The group meets several times a month to construct home-made items for underprivileged children. By partnering with the international Operation Smile organization, the club also works to raise money to help dentists and surgeons give the procedures the children need free of charge.

The group makes what they call “Smile Dolls” to ease the anxiety of the children before surgery. These dolls are then sent to places like Vietnam and the Philippines to be given to affected children.  

All materials were provided at the meeting. For those who may worry about their sewing skills, junior chemical engineering major Cali Janulis mentioned the ease of the project.

“I’m very much enjoying sewing the dolls.” she said. “It’s not too hard at all.”

The dolls were sewn together from several pieces of felt, and a paper template was provided to help each individual trace an outline for the size of their doll. Different color felt was also made available to craft the dolls, representing the diverse nature of potential recipients. The faces of each doll were left blank so that the children could draw on an expression once they receive it.

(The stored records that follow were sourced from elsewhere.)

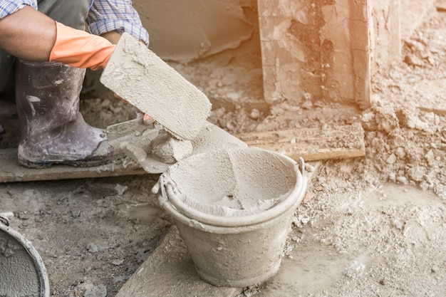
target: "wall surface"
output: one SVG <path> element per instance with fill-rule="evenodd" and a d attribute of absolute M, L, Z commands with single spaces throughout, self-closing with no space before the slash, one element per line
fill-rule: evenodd
<path fill-rule="evenodd" d="M 254 24 L 250 0 L 134 0 L 150 35 L 150 48 L 166 61 L 188 62 L 236 48 Z M 256 21 L 256 20 L 254 20 Z"/>
<path fill-rule="evenodd" d="M 401 59 L 402 33 L 410 35 L 422 18 L 414 11 L 425 11 L 433 2 L 134 0 L 133 4 L 149 31 L 150 48 L 165 61 L 190 63 L 217 56 L 246 65 L 261 48 L 268 105 L 300 105 L 311 100 L 365 108 L 370 77 Z"/>

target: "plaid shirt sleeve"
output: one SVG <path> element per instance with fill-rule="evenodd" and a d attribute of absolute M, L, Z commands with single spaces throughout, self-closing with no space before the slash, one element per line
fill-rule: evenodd
<path fill-rule="evenodd" d="M 131 0 L 95 0 L 90 6 L 87 18 L 90 33 L 100 35 L 114 30 L 127 32 L 149 44 L 149 34 L 142 27 Z"/>
<path fill-rule="evenodd" d="M 23 9 L 26 5 L 37 9 L 37 0 L 0 0 L 0 19 Z"/>

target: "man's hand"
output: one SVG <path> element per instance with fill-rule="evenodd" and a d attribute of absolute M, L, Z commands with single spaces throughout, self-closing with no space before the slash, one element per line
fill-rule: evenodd
<path fill-rule="evenodd" d="M 57 37 L 50 61 L 61 62 L 91 70 L 105 67 L 115 46 L 101 36 L 76 30 L 56 22 Z"/>

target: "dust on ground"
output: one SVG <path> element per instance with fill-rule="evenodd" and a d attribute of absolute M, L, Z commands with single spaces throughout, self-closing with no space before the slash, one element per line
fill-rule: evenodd
<path fill-rule="evenodd" d="M 367 110 L 286 103 L 267 110 L 259 68 L 174 65 L 219 103 L 210 120 L 232 133 L 358 122 L 365 132 L 365 157 L 320 165 L 296 212 L 278 275 L 242 296 L 446 291 L 445 16 L 432 11 L 405 41 L 404 61 L 373 78 Z M 251 108 L 242 106 L 245 100 Z M 99 127 L 135 111 L 113 96 L 84 100 L 81 108 Z M 157 179 L 0 184 L 1 211 L 13 212 L 11 225 L 43 259 L 53 296 L 113 296 L 172 224 L 150 194 Z"/>

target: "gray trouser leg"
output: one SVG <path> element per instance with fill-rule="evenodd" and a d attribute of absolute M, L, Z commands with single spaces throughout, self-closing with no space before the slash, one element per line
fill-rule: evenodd
<path fill-rule="evenodd" d="M 0 49 L 0 93 L 14 91 L 16 57 Z"/>
<path fill-rule="evenodd" d="M 89 0 L 43 0 L 38 11 L 66 26 L 84 30 Z M 0 93 L 15 88 L 15 57 L 0 50 Z"/>
<path fill-rule="evenodd" d="M 38 11 L 65 26 L 85 30 L 89 5 L 89 0 L 43 0 Z"/>

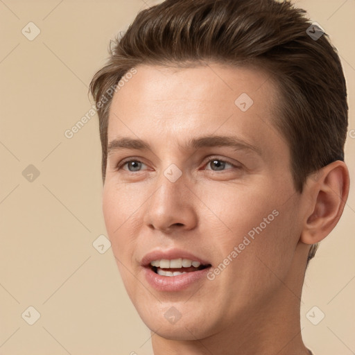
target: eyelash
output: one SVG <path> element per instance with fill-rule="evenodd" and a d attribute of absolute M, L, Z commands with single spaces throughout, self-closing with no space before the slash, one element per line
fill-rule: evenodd
<path fill-rule="evenodd" d="M 219 157 L 212 157 L 209 158 L 209 160 L 207 161 L 207 162 L 206 164 L 206 166 L 207 166 L 209 163 L 210 163 L 211 162 L 213 162 L 214 160 L 218 160 L 218 161 L 221 162 L 223 163 L 229 164 L 232 165 L 235 168 L 241 168 L 241 166 L 237 166 L 236 165 L 231 163 L 230 162 L 228 162 L 227 160 L 224 160 L 224 159 L 220 159 Z M 127 163 L 130 163 L 131 162 L 137 162 L 139 163 L 144 164 L 143 162 L 139 160 L 138 159 L 135 159 L 135 158 L 132 158 L 132 157 L 127 158 L 127 159 L 124 159 L 123 160 L 121 160 L 119 163 L 118 163 L 117 165 L 116 166 L 116 169 L 115 170 L 116 171 L 118 171 L 119 170 L 122 170 L 122 168 Z M 211 170 L 211 171 L 225 171 L 225 170 L 229 170 L 229 169 L 225 169 L 225 170 L 222 170 L 222 171 Z M 139 173 L 140 171 L 130 171 L 129 170 L 127 170 L 126 171 L 128 173 Z"/>

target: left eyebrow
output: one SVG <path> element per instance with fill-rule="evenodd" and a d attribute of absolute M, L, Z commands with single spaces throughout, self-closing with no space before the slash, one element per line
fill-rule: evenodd
<path fill-rule="evenodd" d="M 234 148 L 236 150 L 248 149 L 261 155 L 261 150 L 259 147 L 247 142 L 244 139 L 231 136 L 203 136 L 198 138 L 192 138 L 187 141 L 186 147 L 178 144 L 180 148 L 199 149 L 206 147 L 223 147 Z M 121 149 L 136 149 L 139 150 L 151 150 L 148 143 L 140 139 L 129 137 L 118 137 L 112 140 L 107 145 L 107 154 L 112 154 L 114 151 Z"/>

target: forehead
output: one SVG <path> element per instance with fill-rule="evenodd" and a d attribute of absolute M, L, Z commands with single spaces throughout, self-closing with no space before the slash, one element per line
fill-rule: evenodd
<path fill-rule="evenodd" d="M 235 133 L 250 142 L 265 140 L 270 130 L 280 135 L 272 123 L 277 87 L 261 69 L 216 63 L 136 69 L 113 97 L 109 142 L 118 135 L 164 138 L 179 146 L 187 138 L 214 132 Z"/>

Operation Smile Club social media chair Dalina Le, who is Vietnamese herself, said she greatly sympathizes with children in need in Vietnam and all affected countries.

“These kids are cast out like they have a curse,” said Le, who is also a sophomore biology major. “They can hardly eat or socialize, and their parents hide them away.”

Le and the other members of the club look to spread awareness of this condition that many children are suffering from worldwide. Operation Smile has existed at Rowan for several years, but the group was inactive due to a lack of awareness and diminishing membership numbers. It did not start back up until the current club president, junior biology major Louila Al Bitar, gathered friends and revitalized the club last year.

“We just kind of grew,” Al Bitar explained. “We used to have two members, and now we have 20.”

Last year, the club focused on fundraising efforts, participating in events like Cookies for a Cause. Through social media and word of mouth, people were drawn to the good-deed aspect of this group.

“I think what really got people interested is that it’s a volunteer opportunity for them,” Al Bitar said. “They’re basically doing arts and crafts, but it’s also for a good cause.”

In addition to the dolls, the members also sew smile bags, which include items like mirrors and coloring books. 

By the end of the meeting, members were allowed to spend as long as they wanted sewing, but if they didn’t have enough time to finish before the meeting was over, another member would be able to finish for them later.